Perhaps the single most important passage in the brochure is the bit which says:  “CC reserves the right not to select a partner in the event that a suitable candidate cannot be identified.”


This article has 6 comments

  1. Honestly I despair at naivety of the current council and Corserv management.
    Council redline “removal of subsidy” – how do they think any investor is going to take on a £4m a year loss making entity and invest further money into it? The business barely turns over £4m revenue let alone creating a further £4m of PROFIT to cover the loss. Even at 20% margin the business would need to create £20m in extra revenue

  2. Wow! What a total load of @@@@@@@! Maybe we should send a copy to Mr. Gove to let him know what a complete shower he would be giving money to… fairy tales don’t come close to how ridiculous that lot are

  3. BREAKING NEWS, So NellyNak of Cornwall Council CEO disrepute, really has surpassed herself and and caused to publish, with CBRE, a true life fiction fraud fantasy (now that is a true life oxymoron, involving maybe a moron ?) a new not Bestseller, that came to light today, to compete with “Lord of the, we run Rings around something called the truth ?” The author formally known as NellyNak was apparently inspired by that other famous author of credibility – err Mr Donald Trump and his book “The Art of the Deal”. The outstanding best read of fraud and fiction Cornwall 2024, which came to light today, by the author known as NellyNak has become available to the general public today- “The Art of Deception” – by NellyNak of Cornwall Council – available today at all excellent investigative journalist websites…..

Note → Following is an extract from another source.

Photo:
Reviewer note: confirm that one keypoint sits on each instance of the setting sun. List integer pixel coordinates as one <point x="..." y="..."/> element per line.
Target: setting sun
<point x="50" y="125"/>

  4. Well done Cornwall Reports. Excellent journalism executed with panache!
    Thank you for making the prospectus we paid for, available. Commercially sensitive my ar**!
    I particularly warmed to the final disclaimer by CBRE on page 46 an abridged version of which would be ” do not believe any of the previous 45 page document and do not make any decisions based on the information contained therein”. A Fairy Tale reinforcing the view of Buyer Beware.